Ironically, one of my favorite movies is the Fred Astaire/Leslie Caron dance-romance Daddy Longlegs, but even the shadow of the French orphan girl's benefactor on the wall, his elongated form reminiscent of the legs of that common spider, gives me the creeps every time I see it. I always wished they had chosen a different title for the movie.
Clearly, the Universe and the spiders have a sense of humor, as I discovered during an Advanced Animal Communication workshop. After several exercises and feedback sessions working with fluffy companion animals like dogs, cats, and hamsters, we were asked to connect with a living creature that made us fearful. Without thinking, I chose a tarantula. I wondered if our teacher had gone off the edge, and had little confidence that I could actually connect and have a conversation with a wild creature "out there in the world" somewhere, especially one that terrified me. I was wrong. Here is the message I received:
"We are teachers, not evil ones. We are ancient beings; this body is a disguise to test you. I like the many legs and where they can take me. My movement is a dance and my body is soft and warm. I'm really just a "cuddle bun" - I reach out and you back off or scream; other soft, furry animals get petted and you croon at them.

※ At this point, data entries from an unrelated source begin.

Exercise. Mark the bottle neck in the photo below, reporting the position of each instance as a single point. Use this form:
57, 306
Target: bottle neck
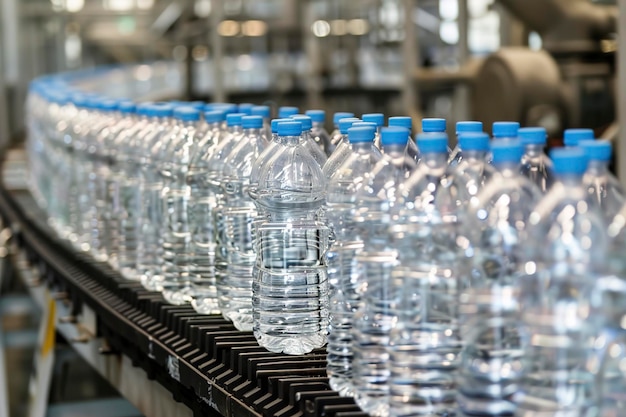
434, 159
598, 168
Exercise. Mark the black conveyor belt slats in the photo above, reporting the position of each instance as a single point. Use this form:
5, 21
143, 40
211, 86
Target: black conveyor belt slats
202, 360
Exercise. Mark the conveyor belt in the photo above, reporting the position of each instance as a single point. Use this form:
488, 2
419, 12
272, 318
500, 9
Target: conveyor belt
202, 360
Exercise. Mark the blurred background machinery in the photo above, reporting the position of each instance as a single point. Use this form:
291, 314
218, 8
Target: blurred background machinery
546, 62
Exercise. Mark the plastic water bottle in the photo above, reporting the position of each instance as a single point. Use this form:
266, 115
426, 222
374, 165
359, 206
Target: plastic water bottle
600, 182
342, 150
505, 130
425, 343
342, 272
407, 123
474, 170
336, 136
265, 113
154, 161
496, 235
287, 111
318, 132
176, 229
535, 163
456, 155
373, 319
202, 206
571, 137
557, 292
235, 287
290, 292
309, 141
379, 120
215, 162
609, 307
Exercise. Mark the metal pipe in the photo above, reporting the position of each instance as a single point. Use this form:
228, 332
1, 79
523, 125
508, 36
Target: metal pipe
217, 50
621, 93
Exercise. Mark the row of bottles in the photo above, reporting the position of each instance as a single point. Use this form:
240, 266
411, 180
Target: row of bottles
485, 280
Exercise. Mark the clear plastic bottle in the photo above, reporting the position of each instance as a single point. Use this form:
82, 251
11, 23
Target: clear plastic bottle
318, 132
565, 251
374, 317
407, 123
571, 137
456, 155
535, 163
342, 272
505, 130
265, 113
342, 150
150, 144
474, 170
290, 292
379, 120
235, 288
336, 137
310, 143
495, 233
600, 182
287, 111
127, 194
202, 207
215, 161
177, 227
425, 343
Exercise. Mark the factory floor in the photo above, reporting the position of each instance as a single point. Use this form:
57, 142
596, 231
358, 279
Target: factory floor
76, 389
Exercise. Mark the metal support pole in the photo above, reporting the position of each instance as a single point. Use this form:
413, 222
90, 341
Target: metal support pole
411, 53
621, 92
461, 92
217, 49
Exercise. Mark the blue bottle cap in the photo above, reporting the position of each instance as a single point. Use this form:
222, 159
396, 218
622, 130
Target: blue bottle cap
505, 129
507, 150
433, 125
306, 121
361, 134
346, 123
364, 123
286, 111
108, 105
225, 107
474, 141
377, 118
292, 128
569, 160
597, 150
394, 135
160, 110
234, 119
263, 111
214, 116
126, 107
571, 137
245, 108
533, 135
341, 115
435, 142
252, 122
187, 114
402, 121
318, 116
468, 127
274, 123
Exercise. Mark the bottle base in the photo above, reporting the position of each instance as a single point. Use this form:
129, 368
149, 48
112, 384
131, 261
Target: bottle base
343, 386
290, 345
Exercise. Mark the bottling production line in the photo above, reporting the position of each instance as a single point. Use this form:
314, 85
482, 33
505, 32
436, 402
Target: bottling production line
167, 360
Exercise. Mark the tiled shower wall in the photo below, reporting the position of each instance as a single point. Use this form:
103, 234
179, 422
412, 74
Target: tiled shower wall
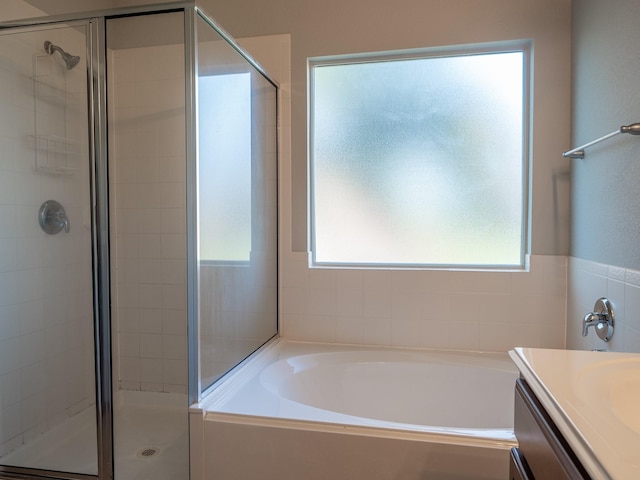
148, 217
46, 333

I spring and I bounce. I love my legs and the sun warm on my furry body. I feel air on the hairs on my leg - it's my only caress, and it tickles...It's soft in the Earth warm in the sun; what more do I need?

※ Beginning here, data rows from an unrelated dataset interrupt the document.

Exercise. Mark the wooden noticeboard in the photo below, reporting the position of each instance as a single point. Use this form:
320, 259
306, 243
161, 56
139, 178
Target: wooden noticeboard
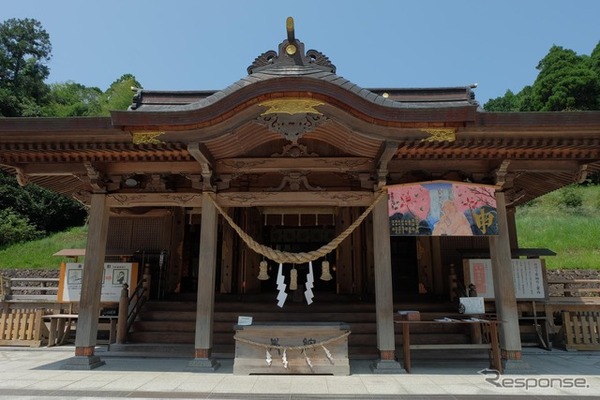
529, 276
115, 275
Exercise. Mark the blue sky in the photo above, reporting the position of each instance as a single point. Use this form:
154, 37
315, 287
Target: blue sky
195, 45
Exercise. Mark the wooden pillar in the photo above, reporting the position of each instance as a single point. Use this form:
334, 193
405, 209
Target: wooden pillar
175, 266
511, 218
506, 303
384, 302
425, 261
227, 249
437, 268
206, 288
93, 274
344, 254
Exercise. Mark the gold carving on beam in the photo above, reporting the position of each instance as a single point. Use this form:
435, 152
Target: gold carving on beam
155, 199
147, 137
440, 134
291, 106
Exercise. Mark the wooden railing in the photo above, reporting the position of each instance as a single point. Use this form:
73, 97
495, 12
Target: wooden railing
574, 287
582, 330
29, 289
22, 327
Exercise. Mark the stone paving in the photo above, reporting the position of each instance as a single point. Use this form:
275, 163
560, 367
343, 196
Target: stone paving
37, 374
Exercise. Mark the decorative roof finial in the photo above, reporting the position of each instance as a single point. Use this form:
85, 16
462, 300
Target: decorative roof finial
291, 54
289, 25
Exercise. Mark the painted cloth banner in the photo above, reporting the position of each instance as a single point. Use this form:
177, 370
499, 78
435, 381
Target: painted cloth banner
442, 208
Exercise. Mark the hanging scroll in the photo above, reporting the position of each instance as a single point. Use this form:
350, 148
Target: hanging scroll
529, 277
442, 208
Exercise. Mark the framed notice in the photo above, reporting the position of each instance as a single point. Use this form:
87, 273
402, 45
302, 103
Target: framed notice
115, 275
529, 276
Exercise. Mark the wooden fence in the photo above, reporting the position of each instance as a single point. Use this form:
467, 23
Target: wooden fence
29, 289
582, 330
23, 327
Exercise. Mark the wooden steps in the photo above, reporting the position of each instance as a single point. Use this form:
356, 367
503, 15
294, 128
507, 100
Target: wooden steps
173, 323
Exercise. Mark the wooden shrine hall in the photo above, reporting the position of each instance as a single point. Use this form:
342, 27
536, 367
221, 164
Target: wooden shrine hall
277, 187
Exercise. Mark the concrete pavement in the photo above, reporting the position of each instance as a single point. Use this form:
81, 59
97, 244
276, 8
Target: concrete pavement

I'd like more friends - more people to understand me. They don't take the time to see inside. No one likes to be thought ugly. I'm kind of cute and very approachable...
I fill a spot no one wants. If there's no one to be scared of, how will you measure courage?
I dream of life, light, and love, and a world beyond...
Face the fear and embrace it as you do the joy. Take it inside and it will disappear. Go with Spirit - we are all there, and you will find us together. There is joy in numbers - many together - and in welcome is the celebration. Open your arms."
Most people who come to me for animal communication services want to connect with their own pets. Few are focused on learning from the creatures who share the Earth with us, and most of them would find it hard to believe that a tarantula had such depth and sentience. I have been amazed and delighted at what other species can tech us about life, love, forgiveness, death, and intelligence.
Now, I have an understanding with the spiders who live in my house. I am still a bit afraid of them, but they don't crawl across the ceiling above my head while I'm lying in bed, and when I spotted a little spider one afternoon as I lay resting, I reminded him of the agreement and watched as he stopped his slow progress in my direction, turned, and sped back across the ceiling and down the wall, disappearing into a crevice too small to see. I haven't seen another one since. Wouldn't it be nice if people honored their contracts as well as the spiders do?